Thanks acer, great!

This helps tremendously and will enable me to move forward with this simulation. I can also see how this will be useful in other problems I will be looking at soon.

There are 3 distinct things in your post:

- use eq as a constraint, rather than maximizing wrt the implicit solution
- initialize the problem with 'initialpoint'
- convert powers to the surd function

When stating the problem I described using eq as a constraint (point 1 above) but somehow got lost along the way trying to handle RootOf directly and missed it. On a better day I might have got there. After another day of searching through the help pages and the mapleprimes archive, I might (ought to) have been able to figure out 'initialpoint' (point 2 above). However, point 3 above would have stumped me, because without the conversion to 'surd', the Optimization fails. So converting powers to surd is a crucial step in solving the problem, it would appear.

restart; # acer's solution without surd fails

### original equation

eq := x = 11/500+6*u*(1/25)-u^2+(-174200000000*x^5+13045131*E^4*u^4)^(1/5)/(65225655*E^4*u^4):

E:=0.1:

Optimization:-Maximize(x,{eq},u=0..1,x=0..1,initialpoint=[x=1,u=0.5]);

Error, (in Optimization:-NLPSolve) complex value encountered

A natural **follow-up question**, therefore, is: How can I convert the powers to surd? These equations are the result of prior computations, so I can't just "input" them with surd written in, I need to convert them.

The powers appear in the middle of the expression, rather than around it, so I need to instruct convert(expr,surd) to search inside the expression for instances of `^`. How?

convert(eq,surd); # FAILS

convert((-174200000000*x^5+13045131*E^4*u^4)^(1/5),surd); # WORKS when the power wraps

hastype(eq,`^`); # Maple can "see" the powers inside the expression

true

**Also**, what if the powers are rational, e.g. 3/5 instead of 1/5?

The help pages suggest surd takes an integer:

From ?surd

Calling Sequence

surd(x, n)

x - any algebraic expression

n - any algebraic expression, understood to be an integer

Example with a rational power:

eq := x = 11/500+6*u*(1/25)-u^2+(-174200000000*x^5+13045131*E^4*u^4)^(3/5)/(65225655*E^4*u^4):

If this is a mess, well never mind, I'll restrict my parameter values accordingly.

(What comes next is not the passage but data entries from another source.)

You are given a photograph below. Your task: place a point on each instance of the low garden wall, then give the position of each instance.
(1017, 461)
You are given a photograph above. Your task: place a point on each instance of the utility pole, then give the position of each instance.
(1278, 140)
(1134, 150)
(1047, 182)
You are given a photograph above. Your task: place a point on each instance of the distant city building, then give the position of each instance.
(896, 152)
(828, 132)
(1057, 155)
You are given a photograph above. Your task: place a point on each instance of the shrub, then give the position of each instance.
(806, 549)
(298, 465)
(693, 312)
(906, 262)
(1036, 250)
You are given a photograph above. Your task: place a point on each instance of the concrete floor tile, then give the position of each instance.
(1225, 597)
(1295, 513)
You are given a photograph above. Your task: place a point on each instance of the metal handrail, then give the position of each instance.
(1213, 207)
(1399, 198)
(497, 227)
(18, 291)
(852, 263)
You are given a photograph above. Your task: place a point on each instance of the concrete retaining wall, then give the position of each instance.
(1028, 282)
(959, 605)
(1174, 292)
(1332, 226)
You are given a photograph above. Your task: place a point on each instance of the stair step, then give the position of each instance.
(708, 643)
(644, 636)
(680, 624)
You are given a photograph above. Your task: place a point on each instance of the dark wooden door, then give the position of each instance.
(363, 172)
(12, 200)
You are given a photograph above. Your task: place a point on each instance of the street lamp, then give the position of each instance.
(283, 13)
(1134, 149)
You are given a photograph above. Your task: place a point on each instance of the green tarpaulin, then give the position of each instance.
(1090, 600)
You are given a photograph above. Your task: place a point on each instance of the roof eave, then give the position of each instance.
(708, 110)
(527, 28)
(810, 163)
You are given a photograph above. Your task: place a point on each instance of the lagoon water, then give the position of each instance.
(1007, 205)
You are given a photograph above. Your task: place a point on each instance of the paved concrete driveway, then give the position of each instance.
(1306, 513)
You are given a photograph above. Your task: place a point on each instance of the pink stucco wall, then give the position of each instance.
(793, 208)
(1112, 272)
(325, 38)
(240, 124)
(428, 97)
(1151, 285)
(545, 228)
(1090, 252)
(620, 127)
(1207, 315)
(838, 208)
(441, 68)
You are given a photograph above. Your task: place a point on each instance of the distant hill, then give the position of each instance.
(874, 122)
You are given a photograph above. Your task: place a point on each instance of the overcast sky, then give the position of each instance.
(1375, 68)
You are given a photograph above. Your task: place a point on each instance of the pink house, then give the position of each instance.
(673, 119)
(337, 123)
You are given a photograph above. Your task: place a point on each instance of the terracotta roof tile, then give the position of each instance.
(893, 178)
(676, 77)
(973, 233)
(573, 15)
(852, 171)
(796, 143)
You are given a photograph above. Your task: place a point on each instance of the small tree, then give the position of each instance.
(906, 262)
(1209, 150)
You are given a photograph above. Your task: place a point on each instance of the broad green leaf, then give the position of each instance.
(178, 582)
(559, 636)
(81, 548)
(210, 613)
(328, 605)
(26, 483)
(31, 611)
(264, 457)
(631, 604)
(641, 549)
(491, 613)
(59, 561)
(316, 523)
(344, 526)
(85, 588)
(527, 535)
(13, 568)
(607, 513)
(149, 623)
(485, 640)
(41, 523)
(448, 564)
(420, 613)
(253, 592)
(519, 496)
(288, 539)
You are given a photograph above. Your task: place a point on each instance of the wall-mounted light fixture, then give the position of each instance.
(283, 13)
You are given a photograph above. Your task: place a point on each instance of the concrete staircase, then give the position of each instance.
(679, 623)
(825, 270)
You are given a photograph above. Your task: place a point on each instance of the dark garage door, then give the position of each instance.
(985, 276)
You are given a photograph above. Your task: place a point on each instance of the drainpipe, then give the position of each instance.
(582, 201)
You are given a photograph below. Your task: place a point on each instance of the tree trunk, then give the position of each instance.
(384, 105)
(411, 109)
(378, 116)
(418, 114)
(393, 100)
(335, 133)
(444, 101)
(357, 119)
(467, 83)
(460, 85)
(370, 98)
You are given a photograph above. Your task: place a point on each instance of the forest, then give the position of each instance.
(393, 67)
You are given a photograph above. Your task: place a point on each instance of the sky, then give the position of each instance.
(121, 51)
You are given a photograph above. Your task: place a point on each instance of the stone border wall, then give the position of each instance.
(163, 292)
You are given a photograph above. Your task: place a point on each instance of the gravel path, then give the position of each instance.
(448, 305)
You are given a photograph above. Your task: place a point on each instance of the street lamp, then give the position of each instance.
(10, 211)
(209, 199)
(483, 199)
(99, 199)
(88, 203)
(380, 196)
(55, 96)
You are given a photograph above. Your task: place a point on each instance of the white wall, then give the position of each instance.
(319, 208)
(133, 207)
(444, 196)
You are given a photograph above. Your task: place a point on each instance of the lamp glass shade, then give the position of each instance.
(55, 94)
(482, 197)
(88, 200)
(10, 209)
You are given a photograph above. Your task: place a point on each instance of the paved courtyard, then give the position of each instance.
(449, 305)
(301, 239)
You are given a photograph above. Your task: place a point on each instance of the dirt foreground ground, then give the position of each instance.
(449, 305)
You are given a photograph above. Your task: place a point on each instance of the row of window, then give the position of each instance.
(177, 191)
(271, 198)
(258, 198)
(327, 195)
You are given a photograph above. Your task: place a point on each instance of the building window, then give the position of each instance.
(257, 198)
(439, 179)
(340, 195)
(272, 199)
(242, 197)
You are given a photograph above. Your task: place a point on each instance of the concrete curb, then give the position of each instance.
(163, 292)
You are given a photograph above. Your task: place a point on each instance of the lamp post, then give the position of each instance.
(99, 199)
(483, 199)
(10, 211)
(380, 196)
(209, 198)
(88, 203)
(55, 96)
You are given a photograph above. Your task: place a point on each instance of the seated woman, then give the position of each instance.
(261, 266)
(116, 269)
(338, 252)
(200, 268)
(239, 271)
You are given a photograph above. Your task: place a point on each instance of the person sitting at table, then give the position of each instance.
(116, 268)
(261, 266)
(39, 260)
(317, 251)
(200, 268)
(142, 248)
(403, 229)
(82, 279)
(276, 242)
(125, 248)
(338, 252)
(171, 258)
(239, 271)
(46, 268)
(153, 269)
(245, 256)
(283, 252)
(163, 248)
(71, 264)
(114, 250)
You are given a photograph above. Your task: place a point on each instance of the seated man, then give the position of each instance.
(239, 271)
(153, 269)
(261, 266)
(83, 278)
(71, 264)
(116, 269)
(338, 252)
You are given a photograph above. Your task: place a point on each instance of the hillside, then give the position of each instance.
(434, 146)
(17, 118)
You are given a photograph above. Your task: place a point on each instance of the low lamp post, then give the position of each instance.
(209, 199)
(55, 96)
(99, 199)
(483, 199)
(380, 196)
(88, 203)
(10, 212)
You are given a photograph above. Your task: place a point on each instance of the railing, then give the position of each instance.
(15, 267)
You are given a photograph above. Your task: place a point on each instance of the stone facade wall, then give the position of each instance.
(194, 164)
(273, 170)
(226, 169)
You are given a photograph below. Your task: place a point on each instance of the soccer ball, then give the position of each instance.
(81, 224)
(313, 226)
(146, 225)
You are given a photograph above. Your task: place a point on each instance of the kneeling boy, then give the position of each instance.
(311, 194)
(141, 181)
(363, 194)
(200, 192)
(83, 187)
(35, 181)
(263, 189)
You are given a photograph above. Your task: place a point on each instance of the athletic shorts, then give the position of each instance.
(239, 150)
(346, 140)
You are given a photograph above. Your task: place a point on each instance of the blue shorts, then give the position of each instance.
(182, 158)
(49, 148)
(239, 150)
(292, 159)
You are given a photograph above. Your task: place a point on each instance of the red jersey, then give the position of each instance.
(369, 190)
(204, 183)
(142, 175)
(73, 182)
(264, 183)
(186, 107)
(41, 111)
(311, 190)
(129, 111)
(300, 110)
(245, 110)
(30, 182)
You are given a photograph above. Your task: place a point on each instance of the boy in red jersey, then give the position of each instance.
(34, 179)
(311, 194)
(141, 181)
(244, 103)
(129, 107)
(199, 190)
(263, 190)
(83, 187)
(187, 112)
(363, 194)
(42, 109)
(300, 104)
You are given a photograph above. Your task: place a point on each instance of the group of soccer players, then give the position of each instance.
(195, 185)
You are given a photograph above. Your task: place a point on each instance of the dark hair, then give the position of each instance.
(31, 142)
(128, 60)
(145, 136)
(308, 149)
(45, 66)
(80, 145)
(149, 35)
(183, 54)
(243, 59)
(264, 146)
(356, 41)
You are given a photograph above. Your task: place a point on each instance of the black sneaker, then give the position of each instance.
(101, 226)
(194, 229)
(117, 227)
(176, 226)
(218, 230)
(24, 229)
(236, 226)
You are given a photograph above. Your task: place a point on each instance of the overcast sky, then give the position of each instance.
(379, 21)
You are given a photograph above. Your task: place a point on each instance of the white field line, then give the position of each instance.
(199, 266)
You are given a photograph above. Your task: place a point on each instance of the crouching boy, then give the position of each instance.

**Last remark**, on accessing the solutions. Previously, I was using things like op([1,1],sol), but you took a different approach, so I reverse-engineered your code and came up with this:

### how I usually do this

xpts := [ seq( [ op([i,1],[sols]), op([i,2,1],[sols]) ], i = 1 .. nops([sols]) ) ];

upts := [ seq( [ op([i,1],[sols]), rhs(op([i,2,2,1],[sols])) ], i = 1 .. nops([sols]) ) ];

### alternative based on acer's code

xpts := [ seq( [ s[][1], s[][2,1] ], s in sols ) ];

upts := [ seq( [ s[][1], rhs(s[][2,2,1]) ], s in sols ) ];

The latter approach is clearly shorter and more elegant. Both approaches rely on the solution being ordered in a consistent way across sessions. To be "surer" that the ordering would be consistent I wrote 'initialpoint'=[u=0.5,x=1], so the u comes before the x, as it is with the arguments (u=0..1,x=0..1).